L. Sabattini, V. Villani, and C. Fantuzzi are with the Department of Sciences and Methods for Engineering (DISMI), University of Modena and Reggio Emilia, Reggio Emilia, Italy {lorenzo.sabattini, valeria.villani, cesare.fantuzzi}@unimore.itInstitute of Industrial Engineering and Ergonomics, RWTH Aachen University, Aachen, Germany {j.czerniak, a.mertens}@@iaw.rwth-aachen.deF. Loch and B. Vogel-Heuser are with the Institute of Automation and Information Systems, Technical University of Munich, Munich, Germany {frieder.loch, vogel-heuser}@tum.deThis work has been supported by the INCLUSIVE collaborative project, which has received funding from the European Union’s Horizon 2020 Research and Innovation Programme under grant agreement No 723373.

With the increasing complexity of modern industrial automatic and robotic systems, an increasing burden is put on the operators, who are requested to supervise and interact with such complex systems, typically under challenging and stressful conditions. To overcome this issue, it is necessary to adopt a responsible approach based on the anthropocentric design methodology, such that machines adapt to the humans capabilities. Moving along these lines, a methodological approach called MATE was introduced in [1], which consists in devising complex automatic or robotic solutions that measure current operator’s status, adapting the interaction accordingly, and providing her/him with proper training to improve the interaction and learn lacking skills and expertise.
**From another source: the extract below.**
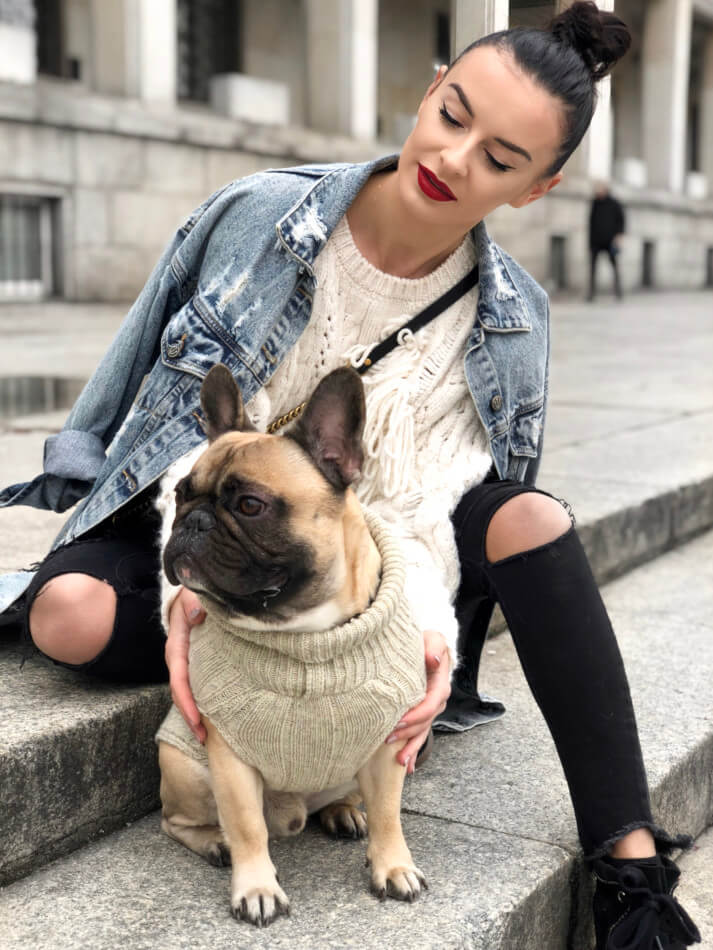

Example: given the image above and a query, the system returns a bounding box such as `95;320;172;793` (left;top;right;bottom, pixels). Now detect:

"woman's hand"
386;630;451;775
166;587;206;743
In this paper we propose an evaluation and validation procedure to guarantee the achievement of the requirements of a MATE system.

I Introduction

Despite the massive introduction, in modern industrial plants, of complex automatic machines and robotic systems, the role of human operators remains crucial. On the one side, automation systems are required to face basic functions with high efficiency, thus allowing higher demands for fast production rate with high quality, and advanced functions, such as fault diagnosis and fast recovery, fine-tuning and reconfiguration of process parameters to adapt to production changes [2]. On the other side, human operators are responsible for controlling and supervising manufacturing activities and the desired flexible production. However, complex automation solutions typically do not explicitly consider the needs of the human operators: the complexity of the machines is reflected in the complexity of the accompanying human-machine interfaces (HMIs), used for data visualization, for monitoring the processes, and for letting the user interact with the machines [3, 4].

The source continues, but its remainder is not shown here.